I honestly don't know Sean. I did read an interesting article I bookmarked ages ago at the LA Times. This could give you another perspective.

 

http://latimesblogs.latimes.com/jacketcopy/2011/06/independent-auth...

 

The comments are worth reading too under that article. 

 

The lowest price of all can bump up the sales numbers. So is it better to have the sales numbers to brag about and that you can use in future promotional efforts coupled with a smaller profit per book, or not have such great numbers, no promo benefits but a larger profit margin per sale? That's the question.

Selling thousands more at a lesser price doesn't necessarily mean you'll make less in the end than you would by selling fewer books at a higher price. 
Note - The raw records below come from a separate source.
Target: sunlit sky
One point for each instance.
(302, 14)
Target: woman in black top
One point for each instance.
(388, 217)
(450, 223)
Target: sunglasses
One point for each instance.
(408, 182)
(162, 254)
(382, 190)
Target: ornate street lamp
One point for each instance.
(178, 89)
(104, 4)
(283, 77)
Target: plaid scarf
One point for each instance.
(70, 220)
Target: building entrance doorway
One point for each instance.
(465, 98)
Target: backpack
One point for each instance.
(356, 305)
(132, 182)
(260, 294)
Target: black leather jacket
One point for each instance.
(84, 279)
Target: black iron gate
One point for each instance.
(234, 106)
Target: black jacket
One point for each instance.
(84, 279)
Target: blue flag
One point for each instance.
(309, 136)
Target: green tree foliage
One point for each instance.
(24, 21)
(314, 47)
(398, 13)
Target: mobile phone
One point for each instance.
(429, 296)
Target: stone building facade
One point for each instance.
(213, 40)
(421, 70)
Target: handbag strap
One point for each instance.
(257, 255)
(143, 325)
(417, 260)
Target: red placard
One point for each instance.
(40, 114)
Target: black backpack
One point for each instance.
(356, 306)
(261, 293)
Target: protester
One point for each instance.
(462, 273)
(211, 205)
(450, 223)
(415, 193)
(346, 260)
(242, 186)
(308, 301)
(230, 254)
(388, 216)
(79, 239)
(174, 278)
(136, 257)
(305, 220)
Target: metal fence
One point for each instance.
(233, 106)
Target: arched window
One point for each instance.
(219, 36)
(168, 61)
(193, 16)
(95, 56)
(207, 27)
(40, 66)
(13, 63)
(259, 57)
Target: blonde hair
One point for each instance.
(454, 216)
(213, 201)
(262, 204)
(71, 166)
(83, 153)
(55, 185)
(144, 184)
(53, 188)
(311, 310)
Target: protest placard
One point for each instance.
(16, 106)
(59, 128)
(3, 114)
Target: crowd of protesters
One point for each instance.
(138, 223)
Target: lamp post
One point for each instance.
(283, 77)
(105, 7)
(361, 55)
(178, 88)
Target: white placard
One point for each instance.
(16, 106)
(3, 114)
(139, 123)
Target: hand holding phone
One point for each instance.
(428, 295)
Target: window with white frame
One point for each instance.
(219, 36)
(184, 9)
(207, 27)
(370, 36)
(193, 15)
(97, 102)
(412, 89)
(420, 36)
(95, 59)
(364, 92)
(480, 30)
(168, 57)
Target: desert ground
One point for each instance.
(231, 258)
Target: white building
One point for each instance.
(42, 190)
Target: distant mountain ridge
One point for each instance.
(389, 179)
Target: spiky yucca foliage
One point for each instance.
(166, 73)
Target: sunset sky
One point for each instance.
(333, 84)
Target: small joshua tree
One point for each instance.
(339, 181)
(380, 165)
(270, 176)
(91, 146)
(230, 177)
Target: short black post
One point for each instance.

Think about that before you recoil in horror at the idea of any author selling their book on Kindle for 99 cents. :)

 

Another point: With Kindle still breaking relatively new ground, I think many new Kindle users will stick with the 99 cents books at the beginning until they know if they are going to like it and use it much. 

 

In the runup to Christmas, think about how many people will buy Kindles as gifts and want to give them with some books preloaded. I wouldn't give an empty Kindle. And I'd pick a dozen books at a buck, rather than two at $6 or 3 at $4, in a genre I think they would like to puff it up and get them going.

 

(You may make your publisher cry if you suggest it because it doesn't leave them much of a cut if they are involved on that side too LOL)

 

Where did your publisher come up with $5, out of interest? I'm assuming you asked them the same question you're asking here. :)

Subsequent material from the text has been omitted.